Folks, it finally happened. Mister Bob Dylan — A.K.A. the 2016 Nobel Prize in Literature laureate — has recorded his acceptance speech for the Swedish Academy, and you can listen to it right now! I’ve pulled the five best quotes from Bob Dylan’s Nobel Prize lecture for you below, but it’s well worth listening to the full 27 minutes of Dylan’s amble through his literary influences.
It’s been a long and narrow way to here for Dylan, whose Nobel win has been controversial, to say the least, since it was announced last October. The folk musician gave a signature, cryptic response to the good news, leading many Internet denizens to denounce him as disrespectful of the honor, an opinion that resurfaced when Dylan revealed that he would be unable to attend the Nobel Prize Ceremony in December. Booksellers wondered if Dylan’s win would hurt their bottom line, and conventional authors came down hard on the Swedish Academy, prompting none other than Stephen King himself to come to Dylan’s defense.
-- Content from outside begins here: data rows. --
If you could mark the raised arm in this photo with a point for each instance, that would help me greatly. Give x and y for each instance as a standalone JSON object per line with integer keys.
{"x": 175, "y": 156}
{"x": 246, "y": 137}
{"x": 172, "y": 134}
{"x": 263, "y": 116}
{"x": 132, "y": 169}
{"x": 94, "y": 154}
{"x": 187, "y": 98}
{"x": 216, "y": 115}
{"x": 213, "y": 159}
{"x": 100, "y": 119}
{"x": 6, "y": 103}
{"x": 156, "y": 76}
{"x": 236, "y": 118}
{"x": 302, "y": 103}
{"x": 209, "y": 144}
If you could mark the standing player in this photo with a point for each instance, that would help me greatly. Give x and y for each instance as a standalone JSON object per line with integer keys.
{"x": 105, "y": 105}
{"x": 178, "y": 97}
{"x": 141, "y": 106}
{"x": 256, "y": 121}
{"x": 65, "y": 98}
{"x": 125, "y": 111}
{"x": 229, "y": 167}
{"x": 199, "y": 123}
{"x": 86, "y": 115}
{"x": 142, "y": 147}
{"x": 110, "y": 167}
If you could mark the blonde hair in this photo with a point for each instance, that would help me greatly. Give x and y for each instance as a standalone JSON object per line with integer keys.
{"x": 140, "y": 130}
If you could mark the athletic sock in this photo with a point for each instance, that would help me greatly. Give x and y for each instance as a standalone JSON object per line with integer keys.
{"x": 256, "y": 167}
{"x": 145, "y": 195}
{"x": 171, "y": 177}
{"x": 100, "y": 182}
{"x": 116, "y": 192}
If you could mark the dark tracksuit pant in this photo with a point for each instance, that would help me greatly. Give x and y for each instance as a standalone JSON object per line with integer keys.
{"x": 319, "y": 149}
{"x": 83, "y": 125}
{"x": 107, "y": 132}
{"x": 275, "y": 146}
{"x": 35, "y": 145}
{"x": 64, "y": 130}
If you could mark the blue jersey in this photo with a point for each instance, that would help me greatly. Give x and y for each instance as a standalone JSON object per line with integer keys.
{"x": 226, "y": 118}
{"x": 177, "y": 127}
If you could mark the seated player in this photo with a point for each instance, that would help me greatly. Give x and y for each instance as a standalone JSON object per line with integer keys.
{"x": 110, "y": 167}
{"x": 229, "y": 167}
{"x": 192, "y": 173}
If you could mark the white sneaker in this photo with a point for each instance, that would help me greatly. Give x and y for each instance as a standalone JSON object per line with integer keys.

No amount of criticism will change the fact that Bob Dylan won the 2016 Nobel Prize in Literature “for having created new poetic expressions within the great American song tradition.” A masterful poet, Dylan deserves his Nobel win, and his prize lecture will convince you, if nothing else will.
“I had principles and sensibilities and an informed view of the world, and I had had that for a while. Learned it all in grammar school: ‘Don Quixote,’ ‘Ivanhoe,’ ‘Robinson Crusoe,’ ‘Gulliver’s Travels,’ ‘Tale of Two Cities,’ all the rest, typical grammar school reading. They gave you a way of looking at life, an understanding of human nature, and a standard to measure things by. I took all that with me when I started composing lyrics, and the themes from those books worked their way into many of my songs, either knowingly or unintentionally.”
2“‘Moby Dick’ is a fascinating book, a book that’s filled with scenes of high drama and dramatic dialogue. The book makes demands on you. . . . This book tells how different men react in different ways to the same experience. . . . That theme, and all that it implies, would work its way into more than a few of my songs.”
3“‘All Quiet on the Western Front’ is a horror story. This is a book where you lose your childhood, your faith in a meaningful world, and your concern for individuals. . . . Once you loved life, and the world. Now you’re shooting it to pieces.”
4“‘The Odyssey’ is a strange, adventurous tale of a grown man trying to get home after fighting in a war. He’s on that long journey home, and it’s filled with traps and pitfalls. He’s cursed to wander.”
5“So what does it all mean? . . . If a song moves you, that’s all that’s important.”